Best practices on dag re-runs (even successful ones)

Hello,

I’m trying to figure out how to best set up my dags for situations when we need to re-run them (even if the runs were successful as we have some data sources that can have unreliable & changing data sometimes). I was reading through some existing threads on backfilling data (Triggering past execution date through the Airflow UI - #11 by Alan, Backfilling guidelines, What's the best way to re-run a task in Airflow?) but I’m still unsure as to what the best approach is for my use case.

Are my options the only ones listed below?:

  1. Run the Airflow CLI’s backfill command on my local dev environment (Does Astro CLI support Airflow CLI commands? If so, how do I run Airflow CLI commands using Astro CLI?)
  2. Delete the task runs & dag runs on Airflow UI for the days I want to re-run the dag for. Then run the dag with a specified execution date for those days
  3. Clear the task runs on Airflow UI
  4. Set up a separate dag for backfilling/ re-running

These options feel a bit manual or effort-intensive with lots of redundancies when trying to re-run the task for a large time frame. So I’m hoping that maybe there are alternatives that I haven’t thought of.

Thanks in advance! :slight_smile:

1 Like
  1. Run the Airflow CLI’s backfill command on my local dev environment (Does Astro CLI support Airflow CLI commands? If so, how do I run Airflow CLI commands using Astro CLI?)

Yes, this is possible through the Astro CLI to run airflow commands on your LOCAL deployment. You can use the run command.

astro dev run <airflow command>

For example, if you want to clear all your tasks in your DAG.

➜ astro dev run tasks clear <dag_id> --yes

Please refer to Airflow’s documentation on CLI.

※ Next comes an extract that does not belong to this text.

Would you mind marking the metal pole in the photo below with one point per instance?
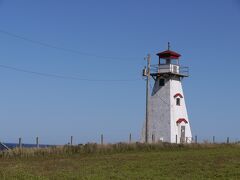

  1. Delete the task runs & dag runs on Airflow UI for the days I want to re-run the dag for. Then run the dag with a specified execution date for those days

This is a valid way to rerun the DAG. Though the caveat is that catchup needs to set as True and all of the deleted dagruns are after the latest existing dagrun.

  1. Clear the task runs on Airflow UI

This option sounds the most reasonable to me. Easiest to execute and you do not have alter the DAG. You only need to clear the tasks you want to rerun. This allows you to be more precise with the tasks you want to rerun too.

  1. Set up a separate dag for backfilling/ re-running

Probably the most excessive route. You do not need another DAG just for rerunning tasks.


I think both option 1 and options 3 are equally easy to perform. Up to the preference of the individual.

1 Like

Thanks for the detailed answer Alan!

Just a follow-up question on clearing the task runs. Can I use Astro CLI to clear the task runs on my astronomer-hosted airflow instance? Or is the CLI just for my local environment?

I see Paola’s answer back in 2019 that cloud users can run the airflow commands just in the local environment, but I want to check if that’s still the case: Can I use the Airflow CLI on Astronomer?

Thanks again!

Unfortunately, Astro CLI is not able to run airflow command on Astronomer cloud deployments.

You will either need to upgrade to Airflow 2.0 and leverage the Stable API or install a plugin that allows you to perform those functions from the webserver. A few customer has used this plugin made by AnkurChoraywal

Oh nice, we’re already on Airflow 2.0 so we can use the Stable API then. Thanks for your help Alan!